Deutschland engagiert sich als Teil der internationalen Gemeinschaft in Afghanistan, um zu verhindern, dass das Land wieder zum Rückzugsraum internationaler Terroristen wird. Die Internationale Schutztruppe in Afghanistan, ISAF, unterstützt die afghanische Regierung dabei, ihre Bevölkerung zu schützen und Wiederaufbau und Entwicklung zu ermöglichen.
Deutschland hat sich von Anfang an als Mitgliedsstaat der Vereinten Nationen und seit August 2003 im Rahmen des NATO-Bündnisses engagiert. Es geht im Kern um drei Dinge: um unsere eigene Sicherheit, die unserer Verbündeten und um die Zukunft Afghanistans.
Die Bundesregierung will Afghanistan in die Lage versetzen, die entstehende Demokratie gegen Extremisten zu verteidigen. Ein Staat muss die Sicherheit seiner Einwohner gewährleisten und sich in Frieden entwickeln können. Zentral für den Erfolg ist, dass Afghanistan die Verantwortung für seine Sicherheit selbst übernimmt. Deswegen hilft die Bundesregierung auch besonders beim Aufbau der afghanischen Polizei und der Armee. Gleichzeitig unterstützt Deutschland den zivilen Aufbau des Landes. Je besser Afghanistans wirtschaftliche und gesellschaftliche Perspektive ist, desto besser sind die Aussichten auf langfristige Stabilität.

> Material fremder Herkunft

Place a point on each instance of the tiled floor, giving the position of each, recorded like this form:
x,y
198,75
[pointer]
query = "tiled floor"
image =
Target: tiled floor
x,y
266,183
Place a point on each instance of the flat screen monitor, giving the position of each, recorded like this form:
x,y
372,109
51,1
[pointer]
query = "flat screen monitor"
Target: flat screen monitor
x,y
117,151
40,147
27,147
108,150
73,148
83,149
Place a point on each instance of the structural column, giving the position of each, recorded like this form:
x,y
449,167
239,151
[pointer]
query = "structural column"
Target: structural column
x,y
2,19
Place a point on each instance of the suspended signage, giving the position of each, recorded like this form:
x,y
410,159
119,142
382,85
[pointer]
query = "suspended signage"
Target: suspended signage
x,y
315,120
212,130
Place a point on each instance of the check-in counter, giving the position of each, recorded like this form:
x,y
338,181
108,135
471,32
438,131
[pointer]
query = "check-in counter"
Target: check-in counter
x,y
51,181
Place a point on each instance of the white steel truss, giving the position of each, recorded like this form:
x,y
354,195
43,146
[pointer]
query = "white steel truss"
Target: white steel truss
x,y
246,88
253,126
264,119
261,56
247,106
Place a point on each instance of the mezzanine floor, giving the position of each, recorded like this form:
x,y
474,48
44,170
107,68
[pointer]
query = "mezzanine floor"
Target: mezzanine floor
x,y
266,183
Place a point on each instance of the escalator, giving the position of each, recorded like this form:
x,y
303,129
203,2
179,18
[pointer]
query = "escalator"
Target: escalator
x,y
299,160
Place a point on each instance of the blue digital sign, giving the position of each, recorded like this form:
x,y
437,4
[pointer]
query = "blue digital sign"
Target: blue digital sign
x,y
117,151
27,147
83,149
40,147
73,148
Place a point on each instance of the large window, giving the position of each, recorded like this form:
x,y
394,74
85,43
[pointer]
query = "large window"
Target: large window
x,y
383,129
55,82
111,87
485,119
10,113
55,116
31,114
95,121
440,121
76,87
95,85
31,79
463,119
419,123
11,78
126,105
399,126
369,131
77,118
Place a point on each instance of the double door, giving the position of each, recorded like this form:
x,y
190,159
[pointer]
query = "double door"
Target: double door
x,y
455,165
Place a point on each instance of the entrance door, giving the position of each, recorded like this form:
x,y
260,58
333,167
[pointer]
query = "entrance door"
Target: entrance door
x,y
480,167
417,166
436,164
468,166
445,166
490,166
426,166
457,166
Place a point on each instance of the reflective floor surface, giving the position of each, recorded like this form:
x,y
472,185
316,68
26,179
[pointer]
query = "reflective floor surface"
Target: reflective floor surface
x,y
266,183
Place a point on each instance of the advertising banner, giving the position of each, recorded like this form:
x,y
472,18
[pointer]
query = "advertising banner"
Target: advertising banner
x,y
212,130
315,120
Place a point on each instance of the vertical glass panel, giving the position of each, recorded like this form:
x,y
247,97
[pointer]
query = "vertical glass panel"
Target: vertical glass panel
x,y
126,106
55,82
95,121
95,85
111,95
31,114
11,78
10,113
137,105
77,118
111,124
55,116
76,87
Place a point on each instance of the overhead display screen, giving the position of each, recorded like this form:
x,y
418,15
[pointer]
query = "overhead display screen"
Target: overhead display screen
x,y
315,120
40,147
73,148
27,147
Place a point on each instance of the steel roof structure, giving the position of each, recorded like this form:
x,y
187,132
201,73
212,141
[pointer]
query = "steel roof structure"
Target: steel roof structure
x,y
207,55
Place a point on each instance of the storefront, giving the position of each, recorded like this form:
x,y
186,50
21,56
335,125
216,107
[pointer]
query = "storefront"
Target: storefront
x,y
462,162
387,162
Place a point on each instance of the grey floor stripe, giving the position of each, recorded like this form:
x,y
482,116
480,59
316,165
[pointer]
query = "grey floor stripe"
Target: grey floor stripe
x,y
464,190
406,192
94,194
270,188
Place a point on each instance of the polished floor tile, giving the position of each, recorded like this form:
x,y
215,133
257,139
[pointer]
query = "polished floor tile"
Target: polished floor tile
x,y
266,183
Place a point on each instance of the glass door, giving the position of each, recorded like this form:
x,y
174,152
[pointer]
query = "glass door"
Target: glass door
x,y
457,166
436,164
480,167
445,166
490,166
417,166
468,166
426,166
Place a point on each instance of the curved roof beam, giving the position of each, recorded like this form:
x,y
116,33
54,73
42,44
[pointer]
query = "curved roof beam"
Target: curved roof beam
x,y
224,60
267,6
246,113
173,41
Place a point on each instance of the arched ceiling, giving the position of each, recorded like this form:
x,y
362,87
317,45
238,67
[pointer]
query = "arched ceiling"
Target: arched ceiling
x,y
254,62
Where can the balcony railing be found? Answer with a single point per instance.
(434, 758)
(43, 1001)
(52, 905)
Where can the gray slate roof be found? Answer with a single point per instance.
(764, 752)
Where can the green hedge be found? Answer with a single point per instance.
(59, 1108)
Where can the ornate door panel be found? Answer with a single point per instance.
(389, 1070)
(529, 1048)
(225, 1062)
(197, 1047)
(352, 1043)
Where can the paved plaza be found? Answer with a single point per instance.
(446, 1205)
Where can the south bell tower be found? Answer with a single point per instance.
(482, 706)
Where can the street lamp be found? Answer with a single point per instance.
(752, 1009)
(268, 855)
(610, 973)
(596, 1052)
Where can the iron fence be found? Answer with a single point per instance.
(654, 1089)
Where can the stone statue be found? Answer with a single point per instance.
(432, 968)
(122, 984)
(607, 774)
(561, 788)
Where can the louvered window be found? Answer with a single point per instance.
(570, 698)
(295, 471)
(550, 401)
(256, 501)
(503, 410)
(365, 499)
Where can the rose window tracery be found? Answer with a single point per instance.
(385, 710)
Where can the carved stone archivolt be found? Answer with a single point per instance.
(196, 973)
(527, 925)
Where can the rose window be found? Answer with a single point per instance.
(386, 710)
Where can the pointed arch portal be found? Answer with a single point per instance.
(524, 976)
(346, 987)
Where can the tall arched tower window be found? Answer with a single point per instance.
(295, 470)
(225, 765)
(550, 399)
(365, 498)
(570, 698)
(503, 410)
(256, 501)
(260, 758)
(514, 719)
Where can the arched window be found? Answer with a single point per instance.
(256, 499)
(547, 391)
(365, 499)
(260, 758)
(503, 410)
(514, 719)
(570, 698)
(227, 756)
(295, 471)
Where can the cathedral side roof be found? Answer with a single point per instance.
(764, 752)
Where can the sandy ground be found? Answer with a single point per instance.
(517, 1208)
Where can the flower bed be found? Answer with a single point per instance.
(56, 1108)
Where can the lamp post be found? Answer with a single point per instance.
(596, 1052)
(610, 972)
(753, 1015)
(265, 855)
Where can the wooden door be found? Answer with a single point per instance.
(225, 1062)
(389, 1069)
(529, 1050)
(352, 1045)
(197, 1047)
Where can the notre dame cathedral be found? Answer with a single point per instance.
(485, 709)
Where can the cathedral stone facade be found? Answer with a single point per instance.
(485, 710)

Nach dem Sturz des Taliban-Regimes einigten sich die größten ethnischen Gruppen Afghanistans im November und Dezember 2001 anlässlich der Petersberger Konferenz auf eine „Vereinbarung über provisorische Regelungen in Afghanistan bis zum Wiederaufbau dauerhafter Regierungsinstitutionen“ (Bonner Vereinbarung). Damit schufen sie die Grundlage für die internationale Truppe ISAF, deren Aufstellung der Weltsicherheitsrat am 20. Dezember 2001 beschloss. Der Deutsche Bundestag hat am 22. Dezember 2001 das Mandat für die Beteiligung der Bundeswehr am ISAF-Einsatz erteilt.